Keith Ward gives a concise overview and defense of metaphysical idealism:
This lecture is essentially a summary of the argument from his 2010 book More Than Matter. The basic claim is that mind or consciousness is a fundamental component or aspect of reality, and it can’t be reduced to or explained exhaustively in material terms. Ward points out that we’re immediately aware of consciousness, while the material world–at least as it appears to us–is something that is in part constructed by our minds. This doesn’t mean that the physical world isn’t real; but it does suggest that there’s something problematic about arguing for the reduction of mind to an aspect of reality that is itself partly mind-constituted.
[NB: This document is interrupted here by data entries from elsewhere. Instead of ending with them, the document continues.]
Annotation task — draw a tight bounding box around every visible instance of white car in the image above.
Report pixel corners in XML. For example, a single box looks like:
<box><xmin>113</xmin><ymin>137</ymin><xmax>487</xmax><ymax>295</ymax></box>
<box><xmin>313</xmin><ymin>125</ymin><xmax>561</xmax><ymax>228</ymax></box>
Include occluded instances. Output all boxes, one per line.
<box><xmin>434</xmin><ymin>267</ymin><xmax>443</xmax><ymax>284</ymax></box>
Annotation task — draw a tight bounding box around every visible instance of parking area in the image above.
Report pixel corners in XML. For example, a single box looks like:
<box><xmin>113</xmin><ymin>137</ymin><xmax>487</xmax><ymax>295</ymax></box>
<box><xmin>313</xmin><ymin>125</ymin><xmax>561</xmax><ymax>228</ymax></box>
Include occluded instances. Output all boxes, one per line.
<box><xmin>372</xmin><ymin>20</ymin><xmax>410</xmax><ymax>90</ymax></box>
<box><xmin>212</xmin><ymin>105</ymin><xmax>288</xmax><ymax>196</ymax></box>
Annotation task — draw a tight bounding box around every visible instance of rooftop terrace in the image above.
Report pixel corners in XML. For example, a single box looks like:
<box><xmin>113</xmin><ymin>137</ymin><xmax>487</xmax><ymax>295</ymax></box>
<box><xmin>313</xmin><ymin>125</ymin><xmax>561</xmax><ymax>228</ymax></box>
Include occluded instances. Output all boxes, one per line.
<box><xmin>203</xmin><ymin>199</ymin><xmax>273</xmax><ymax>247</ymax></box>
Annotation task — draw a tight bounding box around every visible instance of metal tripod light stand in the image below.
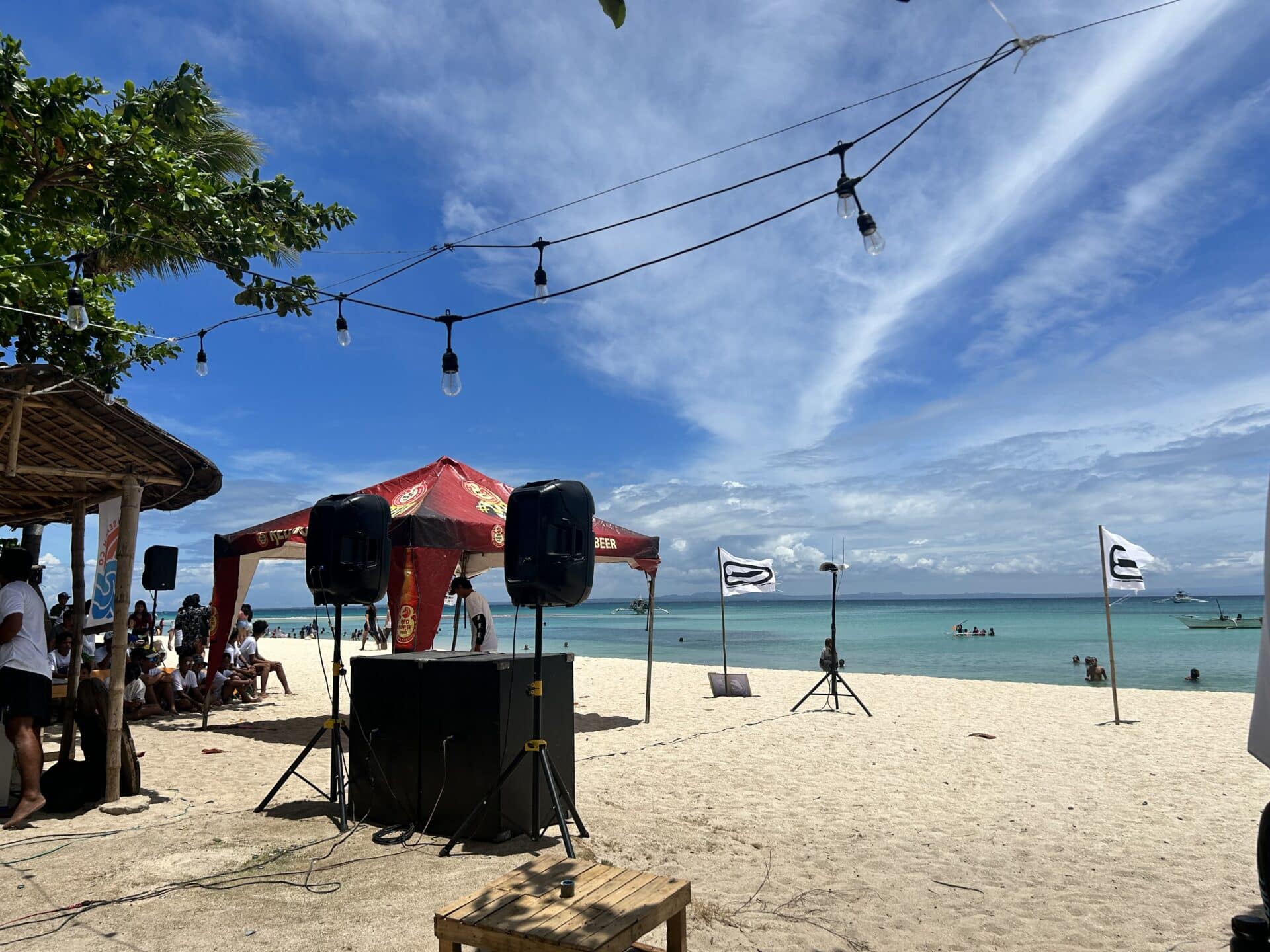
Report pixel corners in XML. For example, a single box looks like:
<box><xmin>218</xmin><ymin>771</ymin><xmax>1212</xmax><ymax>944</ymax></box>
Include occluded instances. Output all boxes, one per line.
<box><xmin>255</xmin><ymin>602</ymin><xmax>348</xmax><ymax>833</ymax></box>
<box><xmin>441</xmin><ymin>606</ymin><xmax>591</xmax><ymax>859</ymax></box>
<box><xmin>790</xmin><ymin>563</ymin><xmax>872</xmax><ymax>717</ymax></box>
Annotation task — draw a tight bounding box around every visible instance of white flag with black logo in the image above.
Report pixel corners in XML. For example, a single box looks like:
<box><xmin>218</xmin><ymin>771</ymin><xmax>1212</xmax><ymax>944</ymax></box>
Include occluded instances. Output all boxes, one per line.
<box><xmin>719</xmin><ymin>548</ymin><xmax>776</xmax><ymax>595</ymax></box>
<box><xmin>1103</xmin><ymin>530</ymin><xmax>1156</xmax><ymax>592</ymax></box>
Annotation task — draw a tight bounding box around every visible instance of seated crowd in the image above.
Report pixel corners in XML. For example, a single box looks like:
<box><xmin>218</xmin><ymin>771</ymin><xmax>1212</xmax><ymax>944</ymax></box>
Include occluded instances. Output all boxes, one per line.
<box><xmin>48</xmin><ymin>593</ymin><xmax>292</xmax><ymax>721</ymax></box>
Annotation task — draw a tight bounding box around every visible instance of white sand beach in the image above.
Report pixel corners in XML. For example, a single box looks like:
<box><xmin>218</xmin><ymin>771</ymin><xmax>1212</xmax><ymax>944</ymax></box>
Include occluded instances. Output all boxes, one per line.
<box><xmin>0</xmin><ymin>640</ymin><xmax>1270</xmax><ymax>952</ymax></box>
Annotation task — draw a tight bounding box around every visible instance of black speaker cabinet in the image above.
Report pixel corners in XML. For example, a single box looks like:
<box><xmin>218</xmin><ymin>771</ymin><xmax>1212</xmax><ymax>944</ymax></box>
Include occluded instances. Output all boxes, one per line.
<box><xmin>348</xmin><ymin>651</ymin><xmax>577</xmax><ymax>842</ymax></box>
<box><xmin>141</xmin><ymin>546</ymin><xmax>177</xmax><ymax>592</ymax></box>
<box><xmin>503</xmin><ymin>480</ymin><xmax>595</xmax><ymax>606</ymax></box>
<box><xmin>305</xmin><ymin>494</ymin><xmax>390</xmax><ymax>606</ymax></box>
Minds are the only “things-in-themselves” we know first hand. On that basis, Ward says
What idealists maintain is that the ultimate nature of reality itself is mind-like, and that human and other finite minds are the best clues we have to what objective reality is like. The cosmos is not a mindless, unconscious, valueless, purposeless, yet somehow strangely intelligible, mechanism. Such a view is the result of extrapolating a machine-model, very useful in many scientific contexts, to provide the most comprehensive and adequate picture of the real cosmos.
Idealists propose that the human mind provides a better model from which to extrapolate to the cosmos as a whole. That is not because the cosmos looks like a very large human person or because there is some large person hovering just beyond the cosmos. It is because human minds play a creative and constructive role in producing the phenomenal world. They seem to point to a level of reality that is not merely phenomenal or an appearance to consciousness. Human minds generate an idea of reality as mind-like in a way that far transcends human mentality, yet that does include something like consciousness, value, and purpose as essential parts of its nature. (More Than Matter, p. 58)
Ward doesn’t claim to offer a knock-down argument for idealism, but he thinks it’s at least as reasonable as competing views, if not more so. He also points out that some form of idealism is arguably the majority view in the history of philosophy.
Even when I was an atheist, I never found materialism particularly compelling. And studying philosophy–particularly early modern philosophy–only reinforced that. It’s hard to come to grips with the arguments of Descartes, Leibniz, Locke, Berkeley, Hume, and Kant and still think that materialism is a straightforward, much less obviously true, understanding of reality.